Butler Cooper attended the Mid-Atlantic Society of Association Executives (MASAE) annual meeting in December and summrized the breakout session from Brandon Cavanaugh and Christopher Sanders (CYGRU).
This presentation focused on the current and future cyber threat landscape and provided strategies that associations can utilize to protect their members’ data. More than 80% of U.S. companies have been hacked and small companies, that have fewer than 1,000 employees, are most vulnerable. Associations can take the following actions to secure their members’ data and reduce the threat of cyber-attacks:
- Identify what is at risk (data and systems) – Associations must review their files to determine what information is most sensitive and could compromise the organization if accessed by hackers. Association staff should avoid saving personal data (email addresses, usernames, passwords) in shared spreadsheets. If data must be stored, it should be protected by a complex password. Association staff should avoid sending any information in emails that they would not published on the front page of the New York Times (“Newspaper Test”). Associations should follow all applicable laws and regulations regarding credit card data, PII, PCI compliance, etc.
- Assess security of systems – Association staff should challenge their IT staff, technology vendors, and venues to demonstrate security measures. For more in-depth testing, a third-party security firm/professional can be contracted to provide an independent assessment. Most contractors can perform entire review remotely.
- Continuous system hygiene – Cyber security is a continuous process. Associations can take the following steps to strengthen their data security:
- Application whitelisting – IT administrators can limit access to an association’s network to trusted applications. If an application is not whitelisted, it will not be allowed to run.

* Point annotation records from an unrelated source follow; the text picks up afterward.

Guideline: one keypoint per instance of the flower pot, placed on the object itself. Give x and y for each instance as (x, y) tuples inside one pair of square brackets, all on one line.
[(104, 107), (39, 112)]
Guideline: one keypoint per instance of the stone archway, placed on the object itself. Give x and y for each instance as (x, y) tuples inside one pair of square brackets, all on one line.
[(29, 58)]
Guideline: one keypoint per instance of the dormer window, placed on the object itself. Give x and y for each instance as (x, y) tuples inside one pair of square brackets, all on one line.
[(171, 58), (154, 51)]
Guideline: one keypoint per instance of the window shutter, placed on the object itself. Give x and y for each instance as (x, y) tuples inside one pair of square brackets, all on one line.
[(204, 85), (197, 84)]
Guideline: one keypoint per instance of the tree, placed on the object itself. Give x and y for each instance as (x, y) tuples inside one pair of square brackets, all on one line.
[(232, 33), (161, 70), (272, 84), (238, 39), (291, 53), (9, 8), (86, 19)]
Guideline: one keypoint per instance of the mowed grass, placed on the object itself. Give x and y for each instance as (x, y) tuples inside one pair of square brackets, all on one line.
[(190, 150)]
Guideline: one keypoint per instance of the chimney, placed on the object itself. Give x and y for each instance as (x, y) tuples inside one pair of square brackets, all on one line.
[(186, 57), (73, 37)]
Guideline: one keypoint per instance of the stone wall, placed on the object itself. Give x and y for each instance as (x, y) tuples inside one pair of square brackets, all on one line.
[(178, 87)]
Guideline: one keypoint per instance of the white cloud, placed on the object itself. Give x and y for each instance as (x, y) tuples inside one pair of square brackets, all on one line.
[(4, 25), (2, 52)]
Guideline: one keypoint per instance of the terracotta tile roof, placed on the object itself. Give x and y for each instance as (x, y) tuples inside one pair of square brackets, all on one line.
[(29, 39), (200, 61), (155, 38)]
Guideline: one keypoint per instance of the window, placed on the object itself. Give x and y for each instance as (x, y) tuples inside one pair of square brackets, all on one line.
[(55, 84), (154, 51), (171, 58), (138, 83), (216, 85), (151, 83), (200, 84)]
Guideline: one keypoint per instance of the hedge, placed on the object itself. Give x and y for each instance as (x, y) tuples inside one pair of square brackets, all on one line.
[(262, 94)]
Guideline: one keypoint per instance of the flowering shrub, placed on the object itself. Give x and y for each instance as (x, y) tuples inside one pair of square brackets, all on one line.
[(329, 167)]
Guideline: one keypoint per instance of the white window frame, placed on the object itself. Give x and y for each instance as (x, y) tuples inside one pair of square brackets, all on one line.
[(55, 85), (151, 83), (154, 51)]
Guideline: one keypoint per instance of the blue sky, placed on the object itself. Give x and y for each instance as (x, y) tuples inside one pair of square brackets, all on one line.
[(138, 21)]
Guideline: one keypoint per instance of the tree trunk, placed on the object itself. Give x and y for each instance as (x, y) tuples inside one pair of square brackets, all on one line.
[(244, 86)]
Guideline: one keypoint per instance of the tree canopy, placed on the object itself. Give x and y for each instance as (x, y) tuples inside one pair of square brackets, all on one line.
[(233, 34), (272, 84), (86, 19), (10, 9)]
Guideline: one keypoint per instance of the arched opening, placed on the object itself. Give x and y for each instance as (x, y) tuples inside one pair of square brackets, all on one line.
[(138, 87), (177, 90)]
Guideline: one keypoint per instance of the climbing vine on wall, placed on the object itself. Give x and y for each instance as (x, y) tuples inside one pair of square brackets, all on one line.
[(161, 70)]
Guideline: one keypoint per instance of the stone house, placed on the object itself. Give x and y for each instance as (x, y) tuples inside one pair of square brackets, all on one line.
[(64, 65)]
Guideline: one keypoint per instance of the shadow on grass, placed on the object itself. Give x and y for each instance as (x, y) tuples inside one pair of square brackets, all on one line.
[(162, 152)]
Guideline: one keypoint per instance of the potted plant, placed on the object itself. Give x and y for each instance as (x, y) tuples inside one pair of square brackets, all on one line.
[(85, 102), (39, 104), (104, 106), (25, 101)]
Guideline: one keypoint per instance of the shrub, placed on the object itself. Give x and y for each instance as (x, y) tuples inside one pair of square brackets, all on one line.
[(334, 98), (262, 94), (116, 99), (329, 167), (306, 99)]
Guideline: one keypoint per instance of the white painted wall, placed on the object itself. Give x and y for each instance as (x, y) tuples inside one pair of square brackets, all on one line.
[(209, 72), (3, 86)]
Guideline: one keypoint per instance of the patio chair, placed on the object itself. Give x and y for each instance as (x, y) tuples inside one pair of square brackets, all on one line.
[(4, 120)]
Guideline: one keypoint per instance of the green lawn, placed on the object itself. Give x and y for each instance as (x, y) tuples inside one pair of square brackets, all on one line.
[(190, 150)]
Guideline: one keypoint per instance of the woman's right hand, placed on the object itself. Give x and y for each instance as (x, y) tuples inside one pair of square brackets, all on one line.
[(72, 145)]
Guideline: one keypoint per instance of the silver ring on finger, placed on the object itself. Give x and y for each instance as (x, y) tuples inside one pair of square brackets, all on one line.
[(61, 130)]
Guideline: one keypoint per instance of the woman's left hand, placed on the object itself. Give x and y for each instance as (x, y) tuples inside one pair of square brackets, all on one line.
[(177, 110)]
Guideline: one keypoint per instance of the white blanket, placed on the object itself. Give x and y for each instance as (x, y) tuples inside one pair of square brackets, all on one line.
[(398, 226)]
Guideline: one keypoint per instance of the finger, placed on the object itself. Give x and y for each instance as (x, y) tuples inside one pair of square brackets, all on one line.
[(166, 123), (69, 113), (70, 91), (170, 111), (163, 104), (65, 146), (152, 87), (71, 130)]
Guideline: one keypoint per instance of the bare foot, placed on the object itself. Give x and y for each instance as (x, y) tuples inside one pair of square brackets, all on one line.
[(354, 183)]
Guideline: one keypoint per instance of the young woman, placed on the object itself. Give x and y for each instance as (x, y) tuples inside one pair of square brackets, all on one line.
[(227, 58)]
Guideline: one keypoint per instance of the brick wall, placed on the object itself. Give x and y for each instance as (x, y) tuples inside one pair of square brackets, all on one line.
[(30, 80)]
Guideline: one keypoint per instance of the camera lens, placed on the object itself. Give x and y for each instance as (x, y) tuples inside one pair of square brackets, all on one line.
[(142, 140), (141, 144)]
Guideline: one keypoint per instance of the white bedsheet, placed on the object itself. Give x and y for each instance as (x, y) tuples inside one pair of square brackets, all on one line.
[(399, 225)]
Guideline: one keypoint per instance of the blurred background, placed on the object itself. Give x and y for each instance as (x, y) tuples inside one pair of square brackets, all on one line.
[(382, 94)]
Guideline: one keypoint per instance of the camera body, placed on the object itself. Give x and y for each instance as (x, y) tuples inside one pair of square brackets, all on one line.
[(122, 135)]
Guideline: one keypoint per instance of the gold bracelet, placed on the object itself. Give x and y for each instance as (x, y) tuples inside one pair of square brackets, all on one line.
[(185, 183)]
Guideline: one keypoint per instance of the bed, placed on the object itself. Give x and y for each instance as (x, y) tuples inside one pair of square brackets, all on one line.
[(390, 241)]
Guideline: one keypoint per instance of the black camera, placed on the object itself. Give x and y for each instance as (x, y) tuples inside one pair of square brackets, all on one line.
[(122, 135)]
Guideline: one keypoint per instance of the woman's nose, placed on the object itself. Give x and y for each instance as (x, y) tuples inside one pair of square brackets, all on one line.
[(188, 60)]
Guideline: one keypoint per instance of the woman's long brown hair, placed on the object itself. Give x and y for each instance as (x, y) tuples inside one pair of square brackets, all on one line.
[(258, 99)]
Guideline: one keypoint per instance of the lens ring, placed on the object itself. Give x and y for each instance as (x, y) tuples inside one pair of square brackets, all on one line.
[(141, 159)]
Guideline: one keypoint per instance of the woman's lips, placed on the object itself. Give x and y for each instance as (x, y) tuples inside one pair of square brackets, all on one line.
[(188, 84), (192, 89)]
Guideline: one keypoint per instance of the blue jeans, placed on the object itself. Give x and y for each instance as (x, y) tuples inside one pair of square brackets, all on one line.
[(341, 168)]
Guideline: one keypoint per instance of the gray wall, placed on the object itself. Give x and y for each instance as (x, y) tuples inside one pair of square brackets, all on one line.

- Operating system and application patches – Association staff should make sure that the latest patches or system upgrades are installed to ensure bugs and security vulnerabilities have been fixed.
- Restrict admin privileges – Associations can protect their network by reducing the number of users with administrative access. For example, requiring admin authorization to download new programs to association computers can prevent malware.
- Web and email filtering – Programs can be used to screen incoming web pages and emails to determine if there is a security threat.
- Strong password policy – Associations can require staff to use strong passwords, password managers, and/or two-factor authentication
- People, process, and technology – Association professionals must understand that there is no technology “silver-bullet.” Expensive solutions are not always the best remedy. Instead, staff should challenge their IT staff and vendors to become security problem-solvers. Non-IT staff should be trained/educated regarding security best practices.
- Get ready to be hacked – Associations can prepare for security breaches by drafting an incident response plan, including messaging to members and to the public. Cyber insurance and contingency vendors can also be utilized to hedge against risk. Most importantly, all critical data should be regularly backed up offline.